I spent quite some time for the last few months to learn about Temporal, and now I’m planning to deploy it, I’ve got some questions about retrying an activity. I read different topics without finding an answer, so here I come !
Let’s say I’ve a simple workflow, which starts an Activity A.
This Activity A just calls an external http API.
From what I understand from the different guidelines I read, the retry policy for the activity A should be “no max retry”, and if the external API is down, we will just retry until it’s up. This approach looks good to me.
But how can I be alerted if there is too many retries for the activity ? Is this something I should handle on my own ?
I want to easily know when the activity is failing and retrying indefinitely, to know if the external API is down, or if I made a mistake on the URL I’m calling, etc.
I’m looking for a way to list “all workflows where an activity has been retried more than 5 times” for example.
Setting up a MaxRetry policy for Activity A to 5 would answer this usecase, because I can easily list failed workflows, but it does not seem to be the best approach from what I read.
The goal is obviously to know when a strange behaviour is happening during an activity execution and look for the root cause.
For a single wf, you can lookg at the web-ui summary page for a particular workflow. Information under “Pending Activities” includes the activity type, retry attempt count, as well as the last failure info.
same with tctl “desctribe” command, for example:
tctl wf desc -w <my_workflow_id>
Note that you can get the retry attempt inside your activity code as well, for example using Java SDK:
Yes you should rely on timeouts rather than RetryOptions->maximumAttempts. By default your retries will happen up to the activity ScheduleToCloseTimeout, if defined, if it’s not defined, they can retry up to the workflow run/execution timeout. If that is also not defined, then the retries are “unlimited”.

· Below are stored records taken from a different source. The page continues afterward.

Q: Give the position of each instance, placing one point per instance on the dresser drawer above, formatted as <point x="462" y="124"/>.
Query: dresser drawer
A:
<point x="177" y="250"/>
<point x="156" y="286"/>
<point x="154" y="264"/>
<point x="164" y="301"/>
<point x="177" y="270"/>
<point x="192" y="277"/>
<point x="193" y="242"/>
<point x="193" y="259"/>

You can control what types of failures cause retries or not as well. You specify which failures should not cause retries by adding them in ActivityOptions->RetryOptions->DoNotRetry. For example if you do not want your activity to retry on IllegalArgumentException:
With that, along with ability to get the retry attempt inside activity code, you could, depending on your business logic control at what point retries should stop, and can perform compensation logic inside your workflow or whatever you need to do.
Having automatic retries in the end is super helpful, as you can change your activity method code, and its activity options (and restart worker) to fix errors without breaking workflow determinism.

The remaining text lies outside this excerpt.